Na konferencji pokazano militaria i materiały wybuchowe znalezione u niedoszłego zamachowca oraz filmy z próbnych wybuchów, które robił pod Krakowem. Największy ładunek - 250 kg mieszanki własnej produkcji - zdetonował obok miejscowości Przeginia.

Akcję przeciwko terroryście pochwalił premier Donald Tusk. - Przekleństwo, które wyraża się w przysłowiu "mądry Polak po szkodzie", tym razem okazało się nieprawdziwe" - mówił. Antoni Macierewicz oświadczył, że "zagrożony był PiS, bo posłowie tej partii siedzą pod lożą prezydenta".


 No.38282

Początki konspiracji

Bardzo szybko do opinii publicznej przedostały się informacje, że na trop Brunona Kwietnia ABW wpadła już wiosną 2011 r. Nie było to bardzo trudne. Naukowiec, który na krakowskim Uniwersytecie Rolniczym prowadził zajęcia z chemii organicznej i nieorganicznej, od początku 2011 r. rozwieszał na innych uczelniach ogłoszenia o dość jednoznacznej treści: "Wykłady z materiałów wybuchowych gratis! Prowadzi doktor nauk chemicznych, specjalista z materiałów wybuchowych. Zakres wykładów: podstawy, działanie, właściwości. Zastosowanie: synteza, technologia i otrzymywanie materiałów wybuchowych. Inżynieria saperska, w tym obliczanie wielkości ładunków wybuchowych, wysadzanie mostów, budynków, torów kolejowych, ziemi itp.". Autor ogłoszenia zapraszał do kontaktu pod adresem borazol@o2.pl.

Na swoich zajęciach Brunon Kwiecień gromadził od kilku do kilkunastu osób. Wykłady prowadził w budynku Uniwersytetu przy ul. Balickiej. Oprócz wiedzy o wybuchach dzielił się ze słuchaczami poglądami na sytuację w Polsce i na świecie. Powtarzał to, co wypisywał w internecie na: wykop.pl, o2.pl, wp.pl i demotywatory.pl.

Na Naszej Klasie, gdzie w 2008 r. założył konto, po początkowych wspomnieniach ze szkoły narzekał na poziom nauczania chemii i na studentów. "Podobno głupszym narodem łatwiej się rządzi. Może o to w tym wszystkim chodzi? Wniosek nasuwa się sam. Spadamy na psy".

Pokpiwał też z ekologów protestujących przeciwko budowie elektrowni atomowej: "Niestety, wielu niedouczonych ekologów największy problem widzi w odpadach promieniotwórczych.
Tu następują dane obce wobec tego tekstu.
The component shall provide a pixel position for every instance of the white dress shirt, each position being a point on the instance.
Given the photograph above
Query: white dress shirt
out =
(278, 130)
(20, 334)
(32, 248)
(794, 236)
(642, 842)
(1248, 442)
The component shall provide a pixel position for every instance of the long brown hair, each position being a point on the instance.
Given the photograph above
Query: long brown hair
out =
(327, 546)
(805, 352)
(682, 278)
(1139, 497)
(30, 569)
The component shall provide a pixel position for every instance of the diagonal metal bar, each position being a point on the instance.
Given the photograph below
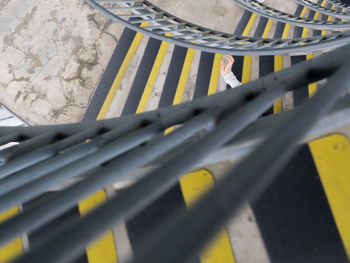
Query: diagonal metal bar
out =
(75, 237)
(247, 181)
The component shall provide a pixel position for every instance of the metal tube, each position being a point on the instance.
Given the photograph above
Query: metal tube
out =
(26, 146)
(105, 153)
(64, 200)
(75, 237)
(246, 181)
(45, 152)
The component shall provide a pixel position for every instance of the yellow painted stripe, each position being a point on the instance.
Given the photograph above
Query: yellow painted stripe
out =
(286, 31)
(220, 249)
(313, 86)
(120, 75)
(14, 248)
(249, 24)
(267, 28)
(184, 76)
(103, 249)
(331, 156)
(344, 11)
(324, 32)
(247, 60)
(278, 65)
(182, 81)
(215, 73)
(152, 77)
(193, 186)
(247, 68)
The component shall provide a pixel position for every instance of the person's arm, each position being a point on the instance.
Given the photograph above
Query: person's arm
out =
(227, 74)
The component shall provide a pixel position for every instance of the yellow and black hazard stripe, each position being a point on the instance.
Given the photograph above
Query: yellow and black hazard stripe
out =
(300, 216)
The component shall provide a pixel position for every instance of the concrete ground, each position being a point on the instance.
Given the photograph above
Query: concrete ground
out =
(52, 53)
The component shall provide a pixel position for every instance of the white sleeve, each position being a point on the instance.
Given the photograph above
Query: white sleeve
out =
(231, 80)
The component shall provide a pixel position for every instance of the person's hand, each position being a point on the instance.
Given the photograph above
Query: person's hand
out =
(226, 69)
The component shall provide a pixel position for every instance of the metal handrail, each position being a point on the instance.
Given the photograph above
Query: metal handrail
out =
(143, 17)
(124, 144)
(324, 10)
(339, 4)
(272, 13)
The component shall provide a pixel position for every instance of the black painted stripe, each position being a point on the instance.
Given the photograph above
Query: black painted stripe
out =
(109, 75)
(294, 216)
(173, 76)
(142, 225)
(266, 66)
(300, 94)
(203, 75)
(243, 22)
(298, 31)
(319, 32)
(238, 65)
(261, 27)
(279, 30)
(141, 77)
(266, 63)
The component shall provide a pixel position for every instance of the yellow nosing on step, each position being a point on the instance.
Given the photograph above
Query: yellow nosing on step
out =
(14, 248)
(285, 31)
(249, 24)
(312, 88)
(247, 60)
(152, 77)
(182, 81)
(184, 76)
(193, 186)
(120, 75)
(331, 155)
(247, 68)
(215, 73)
(267, 28)
(103, 249)
(278, 65)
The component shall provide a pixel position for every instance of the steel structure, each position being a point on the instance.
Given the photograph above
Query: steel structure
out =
(99, 153)
(324, 10)
(144, 17)
(339, 4)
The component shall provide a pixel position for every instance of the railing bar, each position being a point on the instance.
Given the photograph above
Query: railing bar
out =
(150, 187)
(38, 215)
(44, 152)
(80, 151)
(243, 182)
(26, 146)
(104, 154)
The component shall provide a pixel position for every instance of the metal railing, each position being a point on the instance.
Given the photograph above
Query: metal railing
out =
(100, 153)
(270, 12)
(324, 10)
(144, 17)
(339, 4)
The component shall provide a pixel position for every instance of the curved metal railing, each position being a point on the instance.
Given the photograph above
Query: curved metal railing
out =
(144, 17)
(103, 152)
(339, 4)
(270, 12)
(324, 10)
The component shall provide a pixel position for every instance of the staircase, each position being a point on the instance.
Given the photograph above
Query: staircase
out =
(162, 61)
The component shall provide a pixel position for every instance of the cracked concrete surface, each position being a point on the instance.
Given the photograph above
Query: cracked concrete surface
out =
(52, 56)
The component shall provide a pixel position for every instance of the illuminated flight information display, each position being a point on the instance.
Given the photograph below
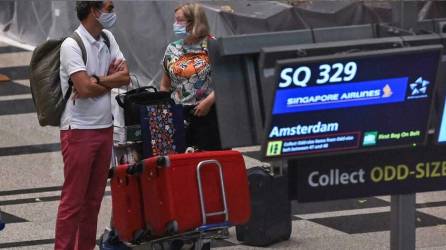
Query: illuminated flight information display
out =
(356, 102)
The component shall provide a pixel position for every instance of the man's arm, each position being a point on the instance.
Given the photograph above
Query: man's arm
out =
(118, 78)
(86, 86)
Maria Curie przerobiła takiej radioaktywnej rudy dwie tony i urodziła dwie zdrowe córki. Tak więc jestem za energetyką jądrową w Polsce".

Oskarżał w sieci PO o rozkradanie majątku narodowego i zawłaszczanie mediów (wolne są jedynie "Gazeta Polska", "Nasz Dziennik" i Radio Maryja). W mailach o Radku Sikorskim pisał "Zdradek Sikorski", o prezydencie Komorowskim - "Komoruski", o premierze Tusku nie inaczej niż "Rude Bydlę". Nie bał się pisać pod nazwiskiem. Po wyborach w 2011 r. stwierdził: "Ja to już od dawna jeżdżę na Rudym jak na łysej kobyle i mnie z uczelni nie wywalili". Nie krył awersji do Żydów: "W czym są lepsi? Może w złodziejstwie czy lichwie. Wy się przecież do żadnej roboty pożytecznej nie braliście, tylko do lichwy".
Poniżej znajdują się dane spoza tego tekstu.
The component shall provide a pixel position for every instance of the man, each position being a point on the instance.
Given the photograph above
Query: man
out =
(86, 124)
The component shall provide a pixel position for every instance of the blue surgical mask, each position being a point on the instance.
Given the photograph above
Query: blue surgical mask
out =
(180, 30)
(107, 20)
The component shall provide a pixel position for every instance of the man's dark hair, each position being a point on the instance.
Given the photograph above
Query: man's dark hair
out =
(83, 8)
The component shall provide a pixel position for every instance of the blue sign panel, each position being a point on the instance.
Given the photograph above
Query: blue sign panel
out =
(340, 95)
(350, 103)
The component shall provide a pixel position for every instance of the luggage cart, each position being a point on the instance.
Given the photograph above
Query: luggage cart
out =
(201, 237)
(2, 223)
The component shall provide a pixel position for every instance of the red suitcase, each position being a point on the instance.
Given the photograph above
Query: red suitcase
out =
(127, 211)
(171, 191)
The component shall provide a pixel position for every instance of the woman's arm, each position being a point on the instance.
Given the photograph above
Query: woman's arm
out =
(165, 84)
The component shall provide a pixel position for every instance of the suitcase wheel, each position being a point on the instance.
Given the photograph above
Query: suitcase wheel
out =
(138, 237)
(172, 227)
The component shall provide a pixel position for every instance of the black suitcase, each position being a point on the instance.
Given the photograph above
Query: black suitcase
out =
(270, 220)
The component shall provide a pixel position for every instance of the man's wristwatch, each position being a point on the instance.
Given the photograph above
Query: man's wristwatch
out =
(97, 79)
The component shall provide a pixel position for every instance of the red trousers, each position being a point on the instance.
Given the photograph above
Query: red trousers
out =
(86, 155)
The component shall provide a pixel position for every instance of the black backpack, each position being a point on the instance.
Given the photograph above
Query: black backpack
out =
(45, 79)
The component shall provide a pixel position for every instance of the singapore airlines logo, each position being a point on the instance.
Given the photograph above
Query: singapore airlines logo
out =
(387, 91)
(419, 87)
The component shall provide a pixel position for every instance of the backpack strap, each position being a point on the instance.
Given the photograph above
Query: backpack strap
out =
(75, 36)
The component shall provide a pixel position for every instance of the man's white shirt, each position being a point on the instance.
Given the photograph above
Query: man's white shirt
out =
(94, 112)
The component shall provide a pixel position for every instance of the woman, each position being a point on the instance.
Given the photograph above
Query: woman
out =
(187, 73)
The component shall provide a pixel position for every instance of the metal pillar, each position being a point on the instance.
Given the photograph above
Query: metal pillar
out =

W dyskusji na Onecie winił Żydów za kryzys w Polsce: "Semickie media oczywiście chwalą PółTuska i jego ekipę, bo może mają swój udział w tym złodziejstwie. Nie dosyć, że wyprzedają majątek narodowy za bezcen, to jeszcze zadłużają nasz kraj na miliardy dolarów. Kto będzie później spłacał te długi? Nasze dzieci? Staną się niewolnikami, bo nawet nie będą w stanie spłacać rat od pożyczek, które zaciągnęła Żydokomuna UW, KLD i PO itp.".

Na forach internetowych głosił też nienową tezę, że zamachy z 11 września to spisek finansjery, a dodawanie fluoru do pasty do zębów służy otępianiu ludzi. W końcu na cztery miesiące przed aresztowaniem napisał: "Proponuję organizować się przeciwko tyranii. Nasi dziadkowie i ojcowie walczyli o to, żebyśmy żyli w wolnym kraju. Czas na czyny. Zainteresowanych zapraszam do kontaktu bezpośredniego".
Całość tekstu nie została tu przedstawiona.